La CJUE a rendu cet arrêt dans le cadre d'une affaire qui opposait deux associations françaises de soutien et d'entraide aux immigrés et demandeurs d'asile, la CIMADE et le GISTI, à l'Etat français. Les deux associations s'étaient offusquées d'une circulaire ministérielle diffusée le 3 novembre 2009 relative à l’allocation temporaire d’attente (ATT), qui excluait de ses bénéficiaires potentiels ceux qu'on appelle en France les "dublinés". En tant que revenu de subsistance, cette allocation est versée mensuellement aux demandeurs d’asile pendant toute la durée de la procédure d’instruction de leur demande. Le 26 janvier 2010, les deux associations avaient porté un recours devant le Conseil d'Etat français afin d'annuler la circulaire.
Le Conseil d'Etat avait à son tour déposé une demande de décision préjudicielle à la Cour de justice de l'Union européenne. Il souhaitait savoir si la directive garantit "le bénéfice des conditions minimales d'accueil qu'elle prévoit aux demandeurs pour lesquels un État membre saisi d'une demande d'asile décide de requérir un autre État membre qu'il estime responsable de l'examen de cette demande, pendant la durée de la procédure de prise en charge ou de reprise en charge par cet autre État membre".
Ensuite, si la Cour répondait à cette première question par l'affirmative, le Conseil d'Etat voulait savoir si l'Etat requérant était tenu d'accorder ces conditions minimales et à qui incombait les frais dus durant cette période. Or, sur ce point, la réponse fournie par la CJUE va également dans le sens d'une responsabilisation de l'Etat requérant.

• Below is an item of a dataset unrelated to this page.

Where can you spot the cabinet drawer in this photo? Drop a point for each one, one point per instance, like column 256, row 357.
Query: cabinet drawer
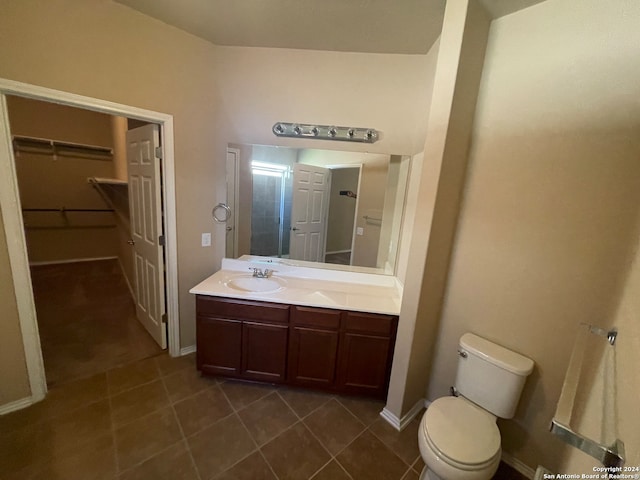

Pour ce dernier, l' "obligation s’impose, en principe, dès l’introduction de la demande d’asile" et ce "jusqu’au transfert effectif du demandeur d’asile vers l’État membre responsable". Autrement dit, cette obligation s'étend "pendant toute la durée nécessaire à la détermination de l'Etat membre responsable de la demande".
La Cour précise que le demandeur d'asile a le droit de demeurer non seulement sur le territoire de l'Etat où était examinée sa demande mais aussi, jusqu'à son transfert effectif, sur le territoire de l'Etat dans lequel sa demande avait été déposée.
"La Commission, comme la Grèce, l’Italie (avec une variante), la Pologne, la République Tchèque et la Suisse était sur une ligne très proche", rapporte la CIMADE sur son site internet. "La République française, quant à elle, considérait que la directive accueil n’est pas applicable aux demandeurs d’asile sous Dublin car ils sont exclus du dépôt d’une demande d’asile et de l’application de la directive procédures d’asile." Le Haut commissariat aux réfugiés et la Commission européenne auraient également partagé la même vue que les deux associations plaignantes. L'affaire était donc quasiment entendue. Dans ses conclusions du 15 mai 2012, l'avocate générale avait d'ailleurs déclaré qu'il lui semblait "non seulement que la République française interprète mal la directive, mais aussi qu’elle l’applique de manière incorrecte".
A noter néanmoins que, dans son arrêt, la CJUE a rappelé qu'en vertu de la directive les conditions minimales d’accueil peuvent être limitées ou retirées dans les situations où le demandeur d’asile ne respecte pas le régime d’accueil établi par l’État membre concerné.